Dennis explained the retention bonus came in late 2001, when he was thinking of moving on to other horizons.

“The four-member compensation committee approached me and said that if I stayed on as CEO until I was 62, I would be paid $300 million plus my $100 million deferred pay. It came to more than $400 million.

“I really outstayed my welcome at Tyco, and for some of my enemies, it was a mistake to agree to that money. It made me look greedy.

“And the lifestyle – which I didn’t particularly enjoy, because 80 percent of my time was work and travel to the 60 countries where Tyco had business – went against me.”

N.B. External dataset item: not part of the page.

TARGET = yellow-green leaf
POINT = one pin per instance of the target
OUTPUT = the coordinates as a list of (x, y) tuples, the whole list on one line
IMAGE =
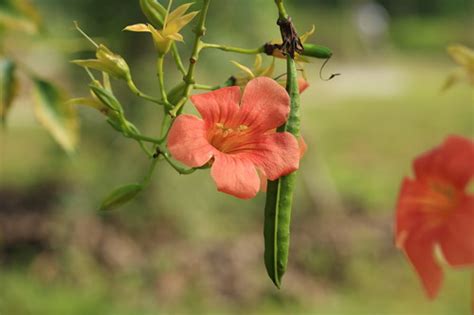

Now life for Dennis is dramatically different.

“I get up at 6 a.m. to help prepare food delivery to the 20 inmates in the protective-custody unit. I serve them breakfast, lunch and dinner, then I mop the floors.

“At 8:30 a.m., we go into the yard, pick up trash for an hour and then have recreation for an hour where I throw around the football or shoot hoops.

“I’ll busy myself doing anything and any job to stay out of that cell. I read three to four books per week – all nonfiction. I saw enough of fiction during the trial.

“Weekends are full with visitors – my daughters, sisters and friends. At least six of my friends were executives at Tyco.” Does he think about the old times when luxury was the norm?

“Two weeks ago, the government sold my yacht. Doesn’t bother me. I only have to concentrate on one thing, and that’s the appeal. Of course, those days drift back into your mind, but you must not, never dwell on it, it will destroy you,” he said.

The man, who had constant goals of being the millionaire whiz kid of American business, says his main goal right now is helping three fellow inmates pass their GEDs.

“Just now, in mathematics, I finally got one inmate to master division.”

Karen is trying to prevent the government from immediately selling off Kozlowski’s luxury properties – since she feels she’s still entitled to half of the marital assets.

It appears she excelled at addition – and subtraction.